Android App Links are verified HTTP links that can open an Android app directly. Google verifies the relationship between the app and website through Digital Asset Links.
What is a URI scheme?
A URI scheme is a custom protocol such as myapp://product/123. It can open an app, but it lacks the verified web fallback behavior of universal links.
What happens if the user does not have the app?
With universal links and App Links, the web URL can open in the browser if the app is missing. Deferred deep linking tries to preserve the intended destination through installation.
Do universal links work in all iOS versions?
Universal links were introduced in iOS 9. Behavior can vary across iOS version, browser context and user choice, so test on real iOS devices.
What is an AASA file?
An AASA file is the apple-app-site-association file that connects a website domain to an iOS app for universal links and related associated domain features.
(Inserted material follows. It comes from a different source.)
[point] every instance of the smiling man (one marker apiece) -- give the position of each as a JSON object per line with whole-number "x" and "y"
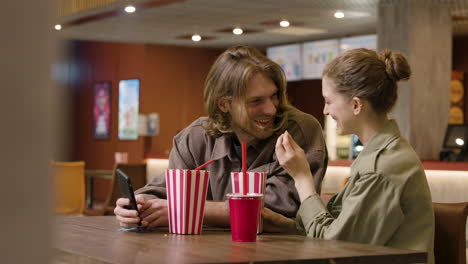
{"x": 245, "y": 98}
Do universal links work from Safari?
Yes, but behavior depends on the tap context, association and user settings. If iOS decides the app should handle the link, it can open the app. If not, Safari opens the web page.
Can I use the same URL for iOS and Android?
Yes, many teams use the same HTTPS URL structure for web, iOS universal links and Android App Links. The app and website need platform-specific verification and routing.
Do I need JavaScript for universal links?
No. Universal links are handled by iOS through verified domain association. JavaScript redirects are not a replacement for correct universal link setup.
Key takeaways
- A deep link opens specific content inside an app.
- A universal link is Apple’s verified HTTPS-based deep link for iOS.
- Android App Links are the Android equivalent for verified web-to-app links.
- URI schemes and custom URL schemes can still work, but they lack the same verified web fallback.
- Universal links require Associated Domains, an AASA file and app routing.
- Android App Links require intent filters and Digital Asset Links verification.
- If the app is installed, the link can open the app to specific content.
- If the app is not installed, a web URL can fall back to the website.
- Deferred deep linking supports install-first journeys but needs more infrastructure.
- RocketLink can help manage, brand and track campaign links, but it does not replace native app setup.